Les décaissements non justifiés sont de 285,16 millions de FCFA. Une illustration ici est le décaissement d’une somme de 88,9 millions de FCFA effectué le 14 août 2008 au profit du secrétaire permanent du PEV (Programme élargi de vaccination) pour le financement des sessions de formation du monitorage intégré, qui sont supposées avoir eu lieu au cours du mois d’octobre 2008. La lettre de transmission au secrétariat technique datée du 06 juillet 2010 accompagnant la liasse des pièces justificatives indique que la somme a été justifiée à concurrence 63,6 millions de FCFA. Le pointage effectué sur les pièces justificatives présentées fait plutôt ressortir une enveloppe de F CFA 25 637 000. Il ressort donc un montant de décaissement non justifié de FCFA 63, 2 millions de FCFA à peu près trois ans après la fin de l’activité. Les dépenses insuffisamment justifiées sont de 526,7 millions de FCFA.
Menaces de suspensions de financements
L’investigation réalisée sur l’exécution des fonds GAVI RSS par le secrétariat technique du Comité de pilotage de la stratégie sectorielle de la santé (ST/CP-‐SSS) du ministère de la Santé du Cameroun pour les périodes 2008, 2009, 2010 et le premier trimestre de l’année 2011 amène Gavi Alliance à conclure que le système de contrôle interne de cette structure est insatisfaisant et présente des insuffisances structurelles permettant l’occurrence des fraudes et irrégularités de toute nature, et qui pourraient également impacter d’autres financements que cette unité pourrait recevoir d’autres partenaires voire l’Etat.
Gavi Alliance constate en outre que le secrétariat technique du Comité de pilotage de la stratégie sectorielle de la santé a fonctionné en quasi-totale autonomie, sans un contrôle effectif des structures centrales du ministère de la Santé publique, et en marge des règles administratives en matière de dépense publique. Les procédures de fonctionnement de cette entité ont institutionnalisé l’absence de séparation de tâches, en concentrant l’essentiel des pouvoirs d’engagement entre les mains du chef du secrétariat technique.

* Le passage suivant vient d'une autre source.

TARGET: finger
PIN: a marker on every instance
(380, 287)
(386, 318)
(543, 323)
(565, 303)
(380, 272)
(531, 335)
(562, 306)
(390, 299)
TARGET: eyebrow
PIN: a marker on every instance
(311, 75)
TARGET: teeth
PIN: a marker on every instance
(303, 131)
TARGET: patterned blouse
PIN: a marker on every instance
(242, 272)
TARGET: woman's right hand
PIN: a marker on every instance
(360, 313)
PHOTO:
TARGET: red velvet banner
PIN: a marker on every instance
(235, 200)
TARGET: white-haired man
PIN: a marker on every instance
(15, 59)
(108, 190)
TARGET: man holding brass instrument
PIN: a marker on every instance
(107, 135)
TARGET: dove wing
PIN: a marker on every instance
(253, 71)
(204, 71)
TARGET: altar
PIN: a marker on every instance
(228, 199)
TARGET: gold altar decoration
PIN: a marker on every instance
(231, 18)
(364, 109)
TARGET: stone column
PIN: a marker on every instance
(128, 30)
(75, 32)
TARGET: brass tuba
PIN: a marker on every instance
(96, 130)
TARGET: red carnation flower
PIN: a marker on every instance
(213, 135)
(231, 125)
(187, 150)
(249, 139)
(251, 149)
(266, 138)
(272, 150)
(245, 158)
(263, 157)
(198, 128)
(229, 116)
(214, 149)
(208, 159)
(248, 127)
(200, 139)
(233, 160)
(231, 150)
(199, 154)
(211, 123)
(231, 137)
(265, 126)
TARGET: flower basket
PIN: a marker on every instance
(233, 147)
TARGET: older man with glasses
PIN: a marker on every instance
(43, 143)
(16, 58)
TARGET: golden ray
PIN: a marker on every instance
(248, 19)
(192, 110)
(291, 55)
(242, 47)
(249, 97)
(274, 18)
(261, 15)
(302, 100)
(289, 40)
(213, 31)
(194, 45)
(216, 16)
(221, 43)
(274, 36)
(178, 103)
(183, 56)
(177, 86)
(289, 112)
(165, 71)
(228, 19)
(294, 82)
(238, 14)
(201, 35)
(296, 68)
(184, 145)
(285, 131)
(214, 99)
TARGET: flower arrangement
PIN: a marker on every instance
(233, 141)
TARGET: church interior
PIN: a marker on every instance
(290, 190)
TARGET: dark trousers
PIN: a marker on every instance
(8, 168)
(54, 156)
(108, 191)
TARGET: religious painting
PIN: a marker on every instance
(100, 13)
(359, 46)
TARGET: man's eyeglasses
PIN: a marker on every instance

A l’issue de ce constat, un compte rendu verbal a été fait au ministre de la Santé dans le cadre d’une audience de fin de mission le 10 mars 2011, dont l’objet principal était d’attirer son attention sur l’existence potentielle d’anomalies de gestion qui nécessiteraient d’être investiguées. A cet effet, Helen Evans, le président directeur général a.i. de GAVI Alliance a adressé le 17 mars 2011 une correspondance au ministre de la Santé publique confirmant le principe d’irrégularités de gestion dans les fonds RSS, ainsi que les mesures y compris conservatoires, qui devraient être mises en œuvre. Notamment, la suspension de tout paiement sur fonds GAVI RSS sous la garde de la Caisse autonome d’Amortissement (CAA), et dans le même temps, l’instruction au secrétariat technique de la stratégie sectorielle de Santé, de suspendre tout engagement avec effet immédiat des fonds GAVI RSS.